Sparse SGNN for Interpretable Learning of Stationary Solutions of Fokker-Planck-Kolmogorov Equations

This paper introduces an interpretable machine learning framework that combines Separable Gaussian Neural Networks (SGNN) and sparse regression to solve stationary solutions of FPK equations. The structure of SGNN naturally satisfies the boundary conditions of FPK equations at infinity, which MLP-based Physics-informed Neural networks (PINNs) can only approximate. In addition, it enables the transformation of probability normalization condition into a weight constraint that can be encoded into the loss function. This eliminates the need for computationally expensive sampling, therefore, significantly reducing computational overhead. The integration with sparse regression into training process yields parsimonious SGNN models that provide highly interpretable predictions in the form of Gaussian radial-basis functions.
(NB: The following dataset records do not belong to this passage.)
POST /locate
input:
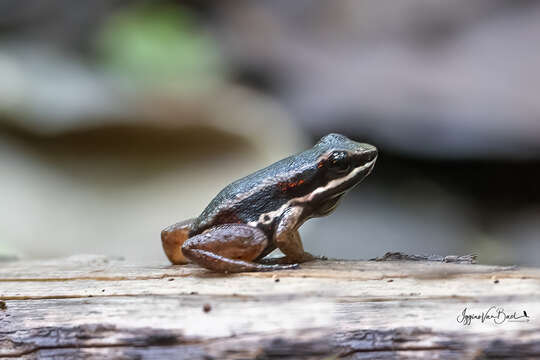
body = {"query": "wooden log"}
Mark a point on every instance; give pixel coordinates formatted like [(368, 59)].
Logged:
[(93, 306)]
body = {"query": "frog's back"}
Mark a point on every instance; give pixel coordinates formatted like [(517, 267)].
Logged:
[(245, 199)]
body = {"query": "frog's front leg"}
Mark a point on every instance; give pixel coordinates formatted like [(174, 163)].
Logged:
[(172, 239), (230, 248), (287, 238)]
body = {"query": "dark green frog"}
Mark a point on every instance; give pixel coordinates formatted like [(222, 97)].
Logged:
[(253, 216)]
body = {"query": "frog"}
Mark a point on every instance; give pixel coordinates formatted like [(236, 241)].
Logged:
[(261, 212)]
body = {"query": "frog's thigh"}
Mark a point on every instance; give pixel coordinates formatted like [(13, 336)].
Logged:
[(229, 248), (288, 239), (172, 239)]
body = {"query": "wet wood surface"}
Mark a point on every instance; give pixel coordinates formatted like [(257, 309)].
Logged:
[(96, 307)]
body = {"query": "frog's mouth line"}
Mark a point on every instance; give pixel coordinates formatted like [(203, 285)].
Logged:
[(336, 183), (269, 217)]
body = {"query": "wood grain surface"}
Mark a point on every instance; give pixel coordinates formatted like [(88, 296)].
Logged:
[(99, 307)]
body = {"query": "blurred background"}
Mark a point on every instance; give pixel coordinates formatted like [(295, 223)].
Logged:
[(121, 117)]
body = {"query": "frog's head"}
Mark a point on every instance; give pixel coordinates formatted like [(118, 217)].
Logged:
[(341, 164)]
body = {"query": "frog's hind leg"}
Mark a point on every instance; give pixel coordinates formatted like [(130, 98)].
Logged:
[(230, 248), (172, 239)]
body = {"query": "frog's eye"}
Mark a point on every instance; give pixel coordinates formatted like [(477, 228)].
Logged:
[(339, 161)]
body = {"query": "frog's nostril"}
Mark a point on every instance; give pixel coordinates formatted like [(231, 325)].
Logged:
[(372, 154)]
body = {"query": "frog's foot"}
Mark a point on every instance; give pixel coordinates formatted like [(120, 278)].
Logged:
[(230, 248), (286, 260), (172, 239)]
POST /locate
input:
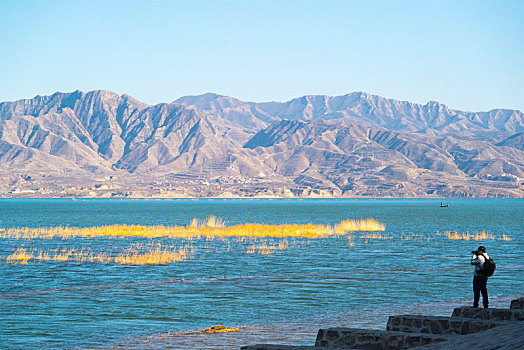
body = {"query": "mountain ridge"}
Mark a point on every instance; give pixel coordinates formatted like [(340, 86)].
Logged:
[(356, 144)]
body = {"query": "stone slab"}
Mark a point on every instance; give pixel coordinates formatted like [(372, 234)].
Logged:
[(489, 314), (440, 324), (355, 338), (517, 303), (509, 337)]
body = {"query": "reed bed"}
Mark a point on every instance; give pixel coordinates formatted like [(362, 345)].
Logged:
[(210, 228), (130, 256), (477, 236)]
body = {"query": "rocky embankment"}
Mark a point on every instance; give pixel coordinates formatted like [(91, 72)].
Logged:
[(467, 328)]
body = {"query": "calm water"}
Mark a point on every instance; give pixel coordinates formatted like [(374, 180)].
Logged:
[(283, 297)]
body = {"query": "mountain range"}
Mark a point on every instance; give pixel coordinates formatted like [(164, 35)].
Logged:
[(102, 143)]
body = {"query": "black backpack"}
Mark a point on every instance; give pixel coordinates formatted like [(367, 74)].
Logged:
[(489, 267)]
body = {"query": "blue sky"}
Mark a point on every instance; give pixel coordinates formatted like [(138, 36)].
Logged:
[(466, 54)]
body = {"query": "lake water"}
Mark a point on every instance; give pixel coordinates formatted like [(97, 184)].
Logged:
[(283, 297)]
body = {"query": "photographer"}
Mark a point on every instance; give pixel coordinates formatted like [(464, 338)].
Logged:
[(479, 280)]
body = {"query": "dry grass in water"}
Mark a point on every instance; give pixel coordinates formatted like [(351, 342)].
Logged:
[(131, 256), (210, 228), (477, 236)]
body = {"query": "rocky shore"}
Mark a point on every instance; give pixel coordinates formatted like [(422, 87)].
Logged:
[(467, 328)]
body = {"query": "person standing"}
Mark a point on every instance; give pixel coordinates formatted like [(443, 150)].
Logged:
[(480, 280)]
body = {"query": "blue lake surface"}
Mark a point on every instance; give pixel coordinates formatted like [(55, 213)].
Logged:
[(281, 297)]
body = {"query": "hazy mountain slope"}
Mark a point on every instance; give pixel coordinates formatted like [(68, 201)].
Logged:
[(332, 150), (431, 118)]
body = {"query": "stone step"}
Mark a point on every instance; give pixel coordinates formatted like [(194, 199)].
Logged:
[(440, 325), (354, 338), (517, 303), (489, 314), (278, 347)]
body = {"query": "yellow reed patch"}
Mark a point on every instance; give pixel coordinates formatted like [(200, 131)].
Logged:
[(478, 236), (130, 256), (209, 228), (214, 329)]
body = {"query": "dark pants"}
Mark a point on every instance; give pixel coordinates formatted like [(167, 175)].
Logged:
[(479, 286)]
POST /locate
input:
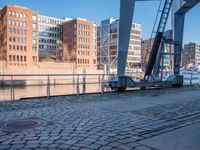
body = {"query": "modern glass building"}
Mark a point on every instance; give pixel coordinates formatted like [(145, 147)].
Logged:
[(107, 43)]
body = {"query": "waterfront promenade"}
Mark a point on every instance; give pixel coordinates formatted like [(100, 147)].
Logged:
[(159, 119)]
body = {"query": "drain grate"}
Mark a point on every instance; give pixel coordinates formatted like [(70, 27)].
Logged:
[(24, 124)]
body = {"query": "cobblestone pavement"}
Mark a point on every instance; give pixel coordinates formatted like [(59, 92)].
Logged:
[(74, 123)]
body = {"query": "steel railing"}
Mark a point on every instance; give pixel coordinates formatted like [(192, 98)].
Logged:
[(100, 79)]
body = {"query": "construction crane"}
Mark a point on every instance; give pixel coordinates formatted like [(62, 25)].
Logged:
[(120, 82)]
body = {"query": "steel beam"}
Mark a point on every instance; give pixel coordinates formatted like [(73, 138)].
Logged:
[(179, 20)]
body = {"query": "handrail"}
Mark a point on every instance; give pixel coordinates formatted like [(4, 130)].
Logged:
[(76, 78), (17, 75)]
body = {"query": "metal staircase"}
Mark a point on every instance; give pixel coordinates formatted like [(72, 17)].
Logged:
[(157, 35)]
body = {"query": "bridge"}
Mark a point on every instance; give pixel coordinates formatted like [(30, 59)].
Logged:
[(121, 114)]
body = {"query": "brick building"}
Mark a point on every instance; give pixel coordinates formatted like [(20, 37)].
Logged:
[(79, 43), (191, 55), (18, 36)]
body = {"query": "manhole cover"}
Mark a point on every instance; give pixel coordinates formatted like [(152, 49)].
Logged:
[(23, 124)]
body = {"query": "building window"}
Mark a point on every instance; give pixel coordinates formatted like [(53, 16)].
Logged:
[(25, 41), (13, 13), (13, 57), (24, 58), (20, 23), (10, 58), (34, 25), (9, 22), (17, 57), (34, 33), (34, 41), (24, 24)]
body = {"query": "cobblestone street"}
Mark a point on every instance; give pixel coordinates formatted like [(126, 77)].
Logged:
[(109, 121)]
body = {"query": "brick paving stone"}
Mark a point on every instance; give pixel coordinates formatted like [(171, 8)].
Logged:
[(64, 146), (124, 147), (17, 146), (94, 146), (32, 146), (4, 146), (53, 146), (77, 123), (105, 148), (142, 148)]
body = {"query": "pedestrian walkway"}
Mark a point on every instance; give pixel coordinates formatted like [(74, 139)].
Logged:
[(141, 120)]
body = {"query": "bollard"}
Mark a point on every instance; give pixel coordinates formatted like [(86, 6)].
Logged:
[(102, 85), (12, 90), (48, 88), (99, 80), (84, 83), (77, 86)]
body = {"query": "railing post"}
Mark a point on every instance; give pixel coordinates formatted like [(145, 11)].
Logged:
[(84, 83), (99, 79), (12, 89), (48, 88), (102, 85), (77, 86)]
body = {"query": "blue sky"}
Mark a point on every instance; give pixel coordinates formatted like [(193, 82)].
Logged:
[(97, 10)]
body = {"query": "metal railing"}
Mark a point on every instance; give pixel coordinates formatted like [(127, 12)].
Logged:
[(76, 80)]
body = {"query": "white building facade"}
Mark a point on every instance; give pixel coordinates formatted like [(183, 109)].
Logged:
[(107, 45), (50, 37)]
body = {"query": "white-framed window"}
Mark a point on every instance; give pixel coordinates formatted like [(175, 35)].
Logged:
[(34, 18), (34, 25), (13, 13), (17, 23), (20, 23), (9, 22), (24, 24)]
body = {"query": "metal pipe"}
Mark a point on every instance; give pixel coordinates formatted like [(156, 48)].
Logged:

We demonstrate our framework's effectiveness on several challenging examples including the Duffing oscillator, Van der Pol oscillator, and Lorenz system, achieving approximately 60%-98% reduction in network size while not only maintaining but improving prediction accuracy. Parametric study reveals the optimal balance between model sparsity and accuracy through studies of pruning threshold and sparsity-promoting parameter. At last, we show the limitation of the proposed approach for systems with multi-modal-annular distributions and propose a masking-based post-training scheme to address this limitation. This work demonstrates that combining SGNN with sparse optimization techniques can significantly advance our ability to solve FPK equations efficiently while maintaining physical interpretability.